Privacy and Data Protection
We collect statistical information about access to and use of our websites through our server logs, but this information is not reported or used in such a way as to reveal personal information about you, nor would such information be shared with a third party.
https://reports.mraths.org.uk runs on WIKINDX software that uses PHP sessions/cookies to store temporary data (for its navigation and environment). Personal information about users is not stored. Useful information about how to control/delete cookies though your browser can be found here.

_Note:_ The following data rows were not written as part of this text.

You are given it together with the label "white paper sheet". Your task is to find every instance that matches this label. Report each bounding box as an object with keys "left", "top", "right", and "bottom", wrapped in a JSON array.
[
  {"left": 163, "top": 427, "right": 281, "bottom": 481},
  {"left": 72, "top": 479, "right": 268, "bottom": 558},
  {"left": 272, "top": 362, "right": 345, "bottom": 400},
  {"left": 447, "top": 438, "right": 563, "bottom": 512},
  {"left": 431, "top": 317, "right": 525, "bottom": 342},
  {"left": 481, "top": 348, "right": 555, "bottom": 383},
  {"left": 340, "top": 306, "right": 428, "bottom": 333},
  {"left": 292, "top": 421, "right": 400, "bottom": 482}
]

MRATHS and data protection law
The Malvern and Radar Technology History Society (‘the Charity’) needs to collect and use certain types of information about individuals who come into contact with the Charity in the course of, its work, and servicing its membership. Any personal information, whether collected and stored in electronic or paper form, must be appropriately dealt with. The Charity fully complies with the General Data Protection Regulation, or GDPR, which is EU legislation replacing and strengthening the UK’s Data Protection Act 1998.
Because the Charity is not a public authority, and its core activity does not involve large-scale monitoring of data subjects, or large-scale holding of protected personal data as defined in Articles 9 or 10, GDPR does not require us to employ a Data Protection Officer (see Article 37.1). As a small organisation with relatively little data, we have therefore chosen not to do so.
In the interests of good charity governance, however, we have designated a Trustee to take responsibility for data protection issues as they arise, and to oversee the work of our data controllers and processors. The Data Protection Trustee(DPT) can be contacted at DPT and is happy to respond to any concerns or questions from members and other data subjects of the Charity.
In particular, the Data Protection Trustee oversees implementation of measures to ensure compliance with GDPR, and ensures that trustees, members, volunteers and others acting in the Charity’s name are handling data in accordance with the Principles of Data Protection laid out in Articles 5 to 11 of GDPR.
This policy will be periodically reviewed and updated to reflect best-practice developments and to comply with amendments made to GDPR post-Brexit, when the Data Protection Bill currently before Parliament becomes law.
Your rights as a data subject
In general we hold as little data as possible that could cause any harm if breached, and is relatively harmless (for example, names and email addresses). Unless you are a Trustee, member, or volunteer, you are not likely to be one of our ‘data subjects’, that is, somebody on whom we hold data. If you are a data subject then yu have the following rights:
- Under GDPR Article 15 you have the right to ask us if we do hold data on you, and if so, what, and on what basis. Any such enquiries should be made to DPT. We will reply within 30 calendar days. Should it prove that data on you is mistaken, under Article 16 you then have a right to ask us to correct such an error.
- Under GDPR Article 17 you have the ‘right to be forgotten’: to require us to delete data which is no longer needed, or held only by your consent. We hold little or no data by consent, so the scope for Article 17 is limited. However, we will look at any Article 17 request case by case so that your rights are fully upheld. Such a request should be made to: DPT.
- Under GDPR Article 13 you have the right to know what we keep, why, and for how long, whenever you provide us with data on yourself.
Article 13.1 requires the Charity to declare the Data Controller for our data: we are a small organisation, and the Data Controller is the Charity itself (as it was also under the terms of the Data Protection Act 1998).
Article 13.2 provides that you may, if not satisfied with our response, complain to the regulator. Since the Charity is based in the UK, this is the Information Commissioner’s Office or ICO.
Our full policies as they affect you are available in response to an Article 15 request (see above), but in brief: If you join the Charity, which is a CIO, we are required to keep membership records by law. If you then leave, or your subscription lapses, your contact details will be kept for a reasonable period in case the lapse was accidental, since many members do forget to renew but then rejoin. After this period, the record of your membership will be deleted.
The Charity does not sell or pass your data, to any third party unless required to do so by law.